Y este proceso de esterilización de la oposición política comenzó hace varios años. Parte importante de los cambios constitucionales sometidos a referéndum por el gobierno venezolano en 2007, y denegados por una mayoría, fueron ejecutados posteriormente. Al menos desde el 2008, los gobernadores y alcaldes opositores han sido despojados de competencias clave y su capacidad de incidencia se ha visto limitada por el Ejecutivo Nacional. En las elecciones parlamentarias del año 2010, la oposición venezolana obtuvo el 39% de los escaños. Para sortear la obligación de construir supermayorías parlamentarias, para aprobar o reformar determinadas leyes y para elegir a los otros poderes públicos, el chavismo sobreutilizó una mayoría parlamentaria simple y se apoyó en la anuencia de un poder judicial elegido a su medida, para eximirse del requisito de sumar un mínimo de dos tercios de los votos para poder tomar las decisiones legislativas políticamente más delicadas.

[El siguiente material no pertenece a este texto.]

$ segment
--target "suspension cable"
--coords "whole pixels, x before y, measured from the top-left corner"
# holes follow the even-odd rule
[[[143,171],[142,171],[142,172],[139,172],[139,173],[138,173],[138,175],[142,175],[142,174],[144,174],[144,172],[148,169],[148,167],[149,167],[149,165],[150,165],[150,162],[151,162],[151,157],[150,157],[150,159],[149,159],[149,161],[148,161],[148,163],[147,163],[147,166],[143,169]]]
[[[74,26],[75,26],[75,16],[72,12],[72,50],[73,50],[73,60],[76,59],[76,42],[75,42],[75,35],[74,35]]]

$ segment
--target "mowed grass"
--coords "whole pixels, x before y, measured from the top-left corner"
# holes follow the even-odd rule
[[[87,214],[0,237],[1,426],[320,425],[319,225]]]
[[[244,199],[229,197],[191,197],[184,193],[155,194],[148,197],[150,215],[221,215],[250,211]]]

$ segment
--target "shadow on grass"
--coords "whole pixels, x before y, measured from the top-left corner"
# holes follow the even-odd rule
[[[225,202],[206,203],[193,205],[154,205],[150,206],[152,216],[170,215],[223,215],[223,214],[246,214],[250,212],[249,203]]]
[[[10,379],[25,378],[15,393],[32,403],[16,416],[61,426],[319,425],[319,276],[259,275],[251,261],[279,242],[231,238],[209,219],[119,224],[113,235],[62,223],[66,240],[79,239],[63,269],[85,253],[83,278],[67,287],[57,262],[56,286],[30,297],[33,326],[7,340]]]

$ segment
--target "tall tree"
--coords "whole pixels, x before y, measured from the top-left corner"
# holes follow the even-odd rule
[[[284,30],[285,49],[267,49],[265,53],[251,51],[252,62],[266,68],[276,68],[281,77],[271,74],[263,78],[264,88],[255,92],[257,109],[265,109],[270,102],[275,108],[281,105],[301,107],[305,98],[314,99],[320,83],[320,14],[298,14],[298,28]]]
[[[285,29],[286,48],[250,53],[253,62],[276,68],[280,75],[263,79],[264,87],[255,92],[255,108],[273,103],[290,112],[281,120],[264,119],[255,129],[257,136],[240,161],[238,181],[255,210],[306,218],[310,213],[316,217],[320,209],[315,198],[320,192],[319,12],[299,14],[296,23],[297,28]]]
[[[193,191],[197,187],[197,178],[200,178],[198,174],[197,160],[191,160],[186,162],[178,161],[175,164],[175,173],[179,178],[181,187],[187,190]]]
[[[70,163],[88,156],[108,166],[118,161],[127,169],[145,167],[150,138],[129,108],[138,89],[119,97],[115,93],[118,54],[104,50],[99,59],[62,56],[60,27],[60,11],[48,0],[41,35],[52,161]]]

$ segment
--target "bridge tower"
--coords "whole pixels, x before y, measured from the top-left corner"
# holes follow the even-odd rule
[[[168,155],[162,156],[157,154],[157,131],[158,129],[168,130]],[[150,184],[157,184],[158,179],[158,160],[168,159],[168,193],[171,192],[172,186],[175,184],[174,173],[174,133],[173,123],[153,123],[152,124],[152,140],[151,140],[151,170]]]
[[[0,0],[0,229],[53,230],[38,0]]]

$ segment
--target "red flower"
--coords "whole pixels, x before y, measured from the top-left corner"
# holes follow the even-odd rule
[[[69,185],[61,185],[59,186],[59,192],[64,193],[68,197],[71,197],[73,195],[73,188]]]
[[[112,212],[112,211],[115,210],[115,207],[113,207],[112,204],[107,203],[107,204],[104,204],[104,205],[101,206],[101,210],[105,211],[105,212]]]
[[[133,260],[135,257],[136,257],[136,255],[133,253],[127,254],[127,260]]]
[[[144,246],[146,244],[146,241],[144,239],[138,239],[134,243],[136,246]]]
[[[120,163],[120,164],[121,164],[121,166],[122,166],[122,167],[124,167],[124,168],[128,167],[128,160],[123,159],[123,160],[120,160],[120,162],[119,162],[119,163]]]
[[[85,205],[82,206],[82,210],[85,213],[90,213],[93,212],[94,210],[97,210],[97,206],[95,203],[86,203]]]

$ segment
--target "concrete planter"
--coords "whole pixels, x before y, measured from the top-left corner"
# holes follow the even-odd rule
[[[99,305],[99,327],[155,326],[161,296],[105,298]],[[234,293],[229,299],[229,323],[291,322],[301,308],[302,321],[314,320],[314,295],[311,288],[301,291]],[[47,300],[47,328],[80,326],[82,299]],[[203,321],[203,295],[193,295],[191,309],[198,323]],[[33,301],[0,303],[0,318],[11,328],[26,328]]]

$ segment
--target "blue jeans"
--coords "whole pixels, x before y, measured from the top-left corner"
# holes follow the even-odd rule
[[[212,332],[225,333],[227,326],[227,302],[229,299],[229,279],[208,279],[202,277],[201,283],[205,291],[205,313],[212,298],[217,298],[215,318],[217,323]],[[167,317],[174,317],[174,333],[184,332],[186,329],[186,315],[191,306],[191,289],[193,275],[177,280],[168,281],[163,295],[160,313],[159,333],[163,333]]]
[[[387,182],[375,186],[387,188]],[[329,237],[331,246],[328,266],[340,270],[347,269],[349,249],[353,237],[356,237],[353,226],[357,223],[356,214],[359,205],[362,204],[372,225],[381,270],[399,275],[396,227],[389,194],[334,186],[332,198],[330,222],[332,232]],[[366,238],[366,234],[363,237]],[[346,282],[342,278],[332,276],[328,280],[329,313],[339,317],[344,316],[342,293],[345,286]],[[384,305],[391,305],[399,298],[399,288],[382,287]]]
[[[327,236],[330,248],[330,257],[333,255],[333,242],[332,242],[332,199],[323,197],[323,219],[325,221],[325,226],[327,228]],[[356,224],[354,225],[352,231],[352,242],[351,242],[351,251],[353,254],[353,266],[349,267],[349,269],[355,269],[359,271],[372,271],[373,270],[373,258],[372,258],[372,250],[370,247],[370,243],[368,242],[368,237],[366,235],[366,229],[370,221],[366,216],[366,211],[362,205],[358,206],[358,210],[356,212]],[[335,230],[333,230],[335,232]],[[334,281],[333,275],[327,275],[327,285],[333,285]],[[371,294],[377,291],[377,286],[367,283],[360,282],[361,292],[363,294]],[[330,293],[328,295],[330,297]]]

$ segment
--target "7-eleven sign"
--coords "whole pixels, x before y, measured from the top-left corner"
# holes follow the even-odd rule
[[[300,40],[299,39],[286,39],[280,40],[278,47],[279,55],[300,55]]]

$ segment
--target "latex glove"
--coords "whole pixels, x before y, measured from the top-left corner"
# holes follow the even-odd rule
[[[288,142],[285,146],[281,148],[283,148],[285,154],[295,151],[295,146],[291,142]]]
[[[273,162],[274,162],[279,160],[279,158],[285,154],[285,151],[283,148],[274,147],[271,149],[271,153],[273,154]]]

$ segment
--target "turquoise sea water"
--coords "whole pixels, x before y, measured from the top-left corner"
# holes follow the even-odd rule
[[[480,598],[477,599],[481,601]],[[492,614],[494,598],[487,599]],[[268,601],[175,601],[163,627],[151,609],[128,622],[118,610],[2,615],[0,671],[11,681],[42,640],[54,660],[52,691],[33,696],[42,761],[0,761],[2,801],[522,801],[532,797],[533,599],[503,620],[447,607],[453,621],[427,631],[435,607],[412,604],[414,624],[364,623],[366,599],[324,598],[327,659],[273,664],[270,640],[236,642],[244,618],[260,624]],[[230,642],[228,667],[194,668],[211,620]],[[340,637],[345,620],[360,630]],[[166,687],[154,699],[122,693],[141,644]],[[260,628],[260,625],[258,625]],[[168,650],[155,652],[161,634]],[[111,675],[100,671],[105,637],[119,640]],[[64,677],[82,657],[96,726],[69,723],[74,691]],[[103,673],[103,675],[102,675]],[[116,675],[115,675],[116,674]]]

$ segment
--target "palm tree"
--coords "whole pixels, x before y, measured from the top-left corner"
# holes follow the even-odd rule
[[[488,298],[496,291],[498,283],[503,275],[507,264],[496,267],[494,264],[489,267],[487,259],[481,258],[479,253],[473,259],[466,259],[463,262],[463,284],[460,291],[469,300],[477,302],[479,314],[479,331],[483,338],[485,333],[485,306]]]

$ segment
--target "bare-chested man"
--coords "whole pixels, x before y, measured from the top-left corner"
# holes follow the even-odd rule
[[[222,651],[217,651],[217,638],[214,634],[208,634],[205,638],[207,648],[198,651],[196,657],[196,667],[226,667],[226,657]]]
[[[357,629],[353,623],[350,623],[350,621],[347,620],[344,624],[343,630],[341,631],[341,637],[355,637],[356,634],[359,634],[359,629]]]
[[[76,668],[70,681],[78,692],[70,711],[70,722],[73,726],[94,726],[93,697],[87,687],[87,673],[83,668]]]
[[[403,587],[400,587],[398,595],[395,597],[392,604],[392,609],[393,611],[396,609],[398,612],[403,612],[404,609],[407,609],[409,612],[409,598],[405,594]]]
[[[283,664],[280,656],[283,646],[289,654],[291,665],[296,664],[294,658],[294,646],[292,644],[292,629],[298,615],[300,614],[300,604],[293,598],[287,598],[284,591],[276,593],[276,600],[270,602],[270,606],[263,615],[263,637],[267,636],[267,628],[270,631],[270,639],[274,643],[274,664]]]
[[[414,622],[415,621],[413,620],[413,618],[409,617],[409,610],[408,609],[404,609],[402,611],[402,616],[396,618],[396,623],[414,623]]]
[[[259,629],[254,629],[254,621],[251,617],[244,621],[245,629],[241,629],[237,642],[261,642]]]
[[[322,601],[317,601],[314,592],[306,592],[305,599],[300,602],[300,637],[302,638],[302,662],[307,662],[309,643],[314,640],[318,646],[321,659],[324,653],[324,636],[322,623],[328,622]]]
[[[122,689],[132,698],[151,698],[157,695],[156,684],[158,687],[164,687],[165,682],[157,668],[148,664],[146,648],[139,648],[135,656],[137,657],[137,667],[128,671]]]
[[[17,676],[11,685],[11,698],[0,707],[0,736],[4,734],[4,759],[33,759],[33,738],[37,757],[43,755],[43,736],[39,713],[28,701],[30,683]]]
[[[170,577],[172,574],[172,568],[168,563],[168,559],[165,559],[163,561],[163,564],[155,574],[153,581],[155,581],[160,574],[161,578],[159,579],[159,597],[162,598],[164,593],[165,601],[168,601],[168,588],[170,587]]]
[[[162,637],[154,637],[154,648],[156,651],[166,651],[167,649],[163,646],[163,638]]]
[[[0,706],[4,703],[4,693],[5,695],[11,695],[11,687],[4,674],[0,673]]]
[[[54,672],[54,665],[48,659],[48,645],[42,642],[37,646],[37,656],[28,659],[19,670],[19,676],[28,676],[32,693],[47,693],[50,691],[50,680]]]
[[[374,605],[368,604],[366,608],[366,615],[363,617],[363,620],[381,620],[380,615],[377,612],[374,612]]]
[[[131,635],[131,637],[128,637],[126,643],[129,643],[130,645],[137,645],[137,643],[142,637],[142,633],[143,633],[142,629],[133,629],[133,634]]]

Así que lo ocurrido con la actual Asamblea Nacional, y más recientemente con la obstrucción del referéndum revocatorio, no representa el inicio sino la consolidación de una dictadura. Una dictadura es un sistema político en que una facción gobierna con una hegemonía que no admite los desafíos electorales y, en consecuencia, no respeta la voluntad popular. Y en este punto, de verdad no importa lo estilizado del mecanismo de dominación con el que se compre la paz política; no es la crueldad represiva la principal característica de un régimen dictatorial. No hay eufemismo que traiga tranquilidad.